Essere bella come il modello consumista delle TV commerciali vuole, non è certo parte di un processo di liberazione e non è un caso che il Venezuela sia uno dei paesi al mondo con i più alti indici di gravidanze adolescenziali. La donna deve essere come l’uomo (e il modello) la vuole: esteticamente adeguata e disponibile altrimenti sarà irrimediabilmente scartata. ?Il messaggio ?ci racconta la sociologa Carolina Corao- è che se non sei magrissima, con dei seni enormi e dei glutei fatti in una certa maniera, sei brutta e nessuno ti vorrà. Per un popolo meticcio, avere un naso sottile e canoni estetici ‘bianchi’ diviene indispensabile: nessuno ti amerà, ma non farai neanche carriera. Così le ragazze vogliono operarsi come risorsa per superare razzismo e maschilismo?. In Venezuela, in 15 anni gli interventi di liposuzione sono aumentati del 400% e la mastoplastica, quasi tutta di aumento, è quintuplicata. ?Quasi tutta la crescita è nella fascia dai 15 ai 30 anni, e il preparare chirurgicamente il corpo all’età adulta sta diventando parte della cultura del rito di passaggio?.
A Yosmaila è andata bene, ma in luglio il presidente dell’associazione venezuelana di chirurghi plastici, Reinaldo Kube, ha lanciato l’ennesimo appello. Sarebbero migliaia i centri non specializzati dove si realizzano interventi di chirurgia estetica, anche complessi, liposuzione, mastoplastica. A operarti può essere anche un semplice massaggiatore, veri apprendisti stregoni. Ogni anno si conterebbero alcuni decessi. Kube racconta di operare almeno “un paio di persone a settimana solo per riparare ai disastri fatti in centri non specializzati”. Curare un intervento mal fatto è molto peggio che intervenire ex novo: “estrarre i polimeri dai tessuti è tra le cose più difficili del nostro lavoro”.

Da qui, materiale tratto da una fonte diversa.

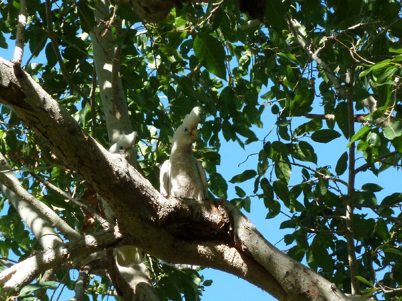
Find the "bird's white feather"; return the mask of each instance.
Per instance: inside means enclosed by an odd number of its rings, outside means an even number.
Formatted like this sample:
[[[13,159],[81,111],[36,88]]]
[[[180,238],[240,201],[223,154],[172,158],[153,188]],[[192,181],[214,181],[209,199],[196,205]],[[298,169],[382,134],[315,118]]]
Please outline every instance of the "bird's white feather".
[[[198,107],[186,115],[173,135],[170,158],[161,167],[160,192],[166,196],[205,200],[208,198],[205,170],[194,158],[192,145],[198,138]]]

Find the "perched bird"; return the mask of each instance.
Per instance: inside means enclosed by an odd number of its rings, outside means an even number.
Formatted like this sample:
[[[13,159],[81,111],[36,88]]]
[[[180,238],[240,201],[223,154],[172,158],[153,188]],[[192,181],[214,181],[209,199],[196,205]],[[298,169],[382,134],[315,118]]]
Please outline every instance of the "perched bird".
[[[136,169],[138,166],[137,162],[137,152],[134,144],[136,137],[136,131],[133,131],[128,135],[121,134],[115,139],[116,143],[109,148],[110,152],[122,155]]]
[[[160,168],[160,193],[163,195],[197,200],[208,198],[205,170],[192,154],[199,121],[198,108],[195,107],[174,132],[170,158]]]

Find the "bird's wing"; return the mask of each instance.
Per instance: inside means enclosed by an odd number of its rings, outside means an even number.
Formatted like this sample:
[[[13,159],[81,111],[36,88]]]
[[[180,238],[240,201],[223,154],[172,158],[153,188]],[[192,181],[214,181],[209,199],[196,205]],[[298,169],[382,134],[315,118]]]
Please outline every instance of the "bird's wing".
[[[159,183],[160,188],[159,191],[164,196],[170,195],[169,191],[169,169],[170,162],[166,160],[160,167],[160,174],[159,174]]]
[[[203,200],[205,200],[208,198],[208,183],[207,182],[207,175],[205,173],[205,169],[201,164],[201,162],[198,161],[197,159],[194,159],[195,161],[195,166],[197,167],[197,171],[198,171],[198,176],[199,176],[199,179],[201,181],[201,186],[203,188],[203,194],[204,194]]]

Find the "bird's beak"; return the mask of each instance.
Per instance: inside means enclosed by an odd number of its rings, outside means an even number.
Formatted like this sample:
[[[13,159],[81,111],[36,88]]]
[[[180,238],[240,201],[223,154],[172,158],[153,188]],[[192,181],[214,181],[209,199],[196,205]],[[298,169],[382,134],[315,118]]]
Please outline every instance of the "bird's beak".
[[[190,131],[190,134],[194,136],[194,137],[196,140],[198,139],[198,131],[197,130],[196,128],[191,130]]]

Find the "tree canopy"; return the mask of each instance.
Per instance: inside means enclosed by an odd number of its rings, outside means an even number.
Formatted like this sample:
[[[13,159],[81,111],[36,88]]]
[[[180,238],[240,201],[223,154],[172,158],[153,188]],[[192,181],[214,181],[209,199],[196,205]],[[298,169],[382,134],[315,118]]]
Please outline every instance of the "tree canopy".
[[[0,14],[0,47],[15,48],[0,59],[0,298],[65,285],[77,300],[202,299],[211,281],[180,264],[281,300],[401,299],[399,179],[376,197],[402,158],[399,2],[20,0]],[[210,199],[166,198],[159,168],[195,106]],[[106,149],[133,130],[131,166]],[[337,139],[344,153],[318,165]],[[258,145],[258,163],[225,179],[230,140]],[[284,217],[286,252],[240,211],[252,200]]]

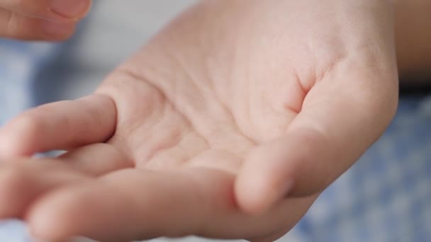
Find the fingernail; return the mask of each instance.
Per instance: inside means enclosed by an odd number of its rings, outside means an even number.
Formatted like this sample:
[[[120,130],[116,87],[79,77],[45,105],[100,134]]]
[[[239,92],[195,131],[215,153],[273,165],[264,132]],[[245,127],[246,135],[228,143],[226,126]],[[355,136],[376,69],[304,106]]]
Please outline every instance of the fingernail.
[[[63,36],[69,35],[72,33],[74,28],[74,23],[55,23],[49,21],[44,21],[42,23],[42,28],[45,32],[49,35]]]
[[[50,10],[67,18],[84,15],[90,6],[90,0],[51,0]]]

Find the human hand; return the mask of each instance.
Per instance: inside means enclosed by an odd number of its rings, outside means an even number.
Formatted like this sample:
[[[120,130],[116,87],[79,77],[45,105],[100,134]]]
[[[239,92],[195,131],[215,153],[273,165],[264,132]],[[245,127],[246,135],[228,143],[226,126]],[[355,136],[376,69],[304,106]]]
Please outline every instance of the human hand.
[[[275,240],[390,122],[391,9],[201,1],[94,95],[0,131],[13,161],[0,170],[0,217],[47,240]],[[16,159],[60,149],[58,160]]]
[[[0,37],[65,40],[90,5],[91,0],[0,0]]]

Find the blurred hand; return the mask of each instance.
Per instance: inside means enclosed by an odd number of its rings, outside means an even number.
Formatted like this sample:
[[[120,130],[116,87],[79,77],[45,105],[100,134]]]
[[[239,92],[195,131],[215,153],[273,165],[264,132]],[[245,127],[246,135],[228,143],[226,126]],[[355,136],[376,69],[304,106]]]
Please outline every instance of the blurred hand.
[[[0,0],[0,38],[62,40],[88,12],[91,0]]]
[[[1,130],[0,217],[47,240],[275,240],[394,115],[388,2],[201,1],[95,94]]]

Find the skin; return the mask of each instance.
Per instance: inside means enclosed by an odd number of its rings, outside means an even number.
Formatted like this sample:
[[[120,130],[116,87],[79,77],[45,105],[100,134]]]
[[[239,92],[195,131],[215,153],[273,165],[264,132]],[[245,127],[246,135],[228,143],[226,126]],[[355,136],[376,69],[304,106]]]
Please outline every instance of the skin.
[[[91,4],[91,0],[0,0],[0,37],[65,40]]]
[[[431,1],[397,0],[395,3],[400,75],[404,77],[404,84],[423,83],[431,78]]]
[[[0,218],[48,241],[276,239],[393,117],[392,4],[200,2],[94,95],[0,129]]]

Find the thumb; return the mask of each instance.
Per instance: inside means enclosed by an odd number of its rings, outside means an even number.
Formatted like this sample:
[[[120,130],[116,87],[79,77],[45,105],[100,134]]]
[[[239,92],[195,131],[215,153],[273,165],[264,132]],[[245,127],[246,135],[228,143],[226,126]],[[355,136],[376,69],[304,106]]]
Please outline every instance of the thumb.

I pazienti che hanno la possibilità economica di mettere rimedio ai guasti non sono molti e addirittura il 20% degli interventi in centri non sicuri si concluderebbe con deformazioni o danni irreversibili. L’occhio femminile e allenato di Carolina Corao, in meno di mezz’ora a passeggio per Caracas, mi fa notare un labbrone improbabilmente dispari, un seno scoppiato (nel senso di almeno una taglia di differenza tra il grande e il piccolo), rughe d’espressione trasformate in bozze di silicone intorno agli occhi. Solo l’ultima è una signora, le altre due sono poco più che bambine. E resteranno così.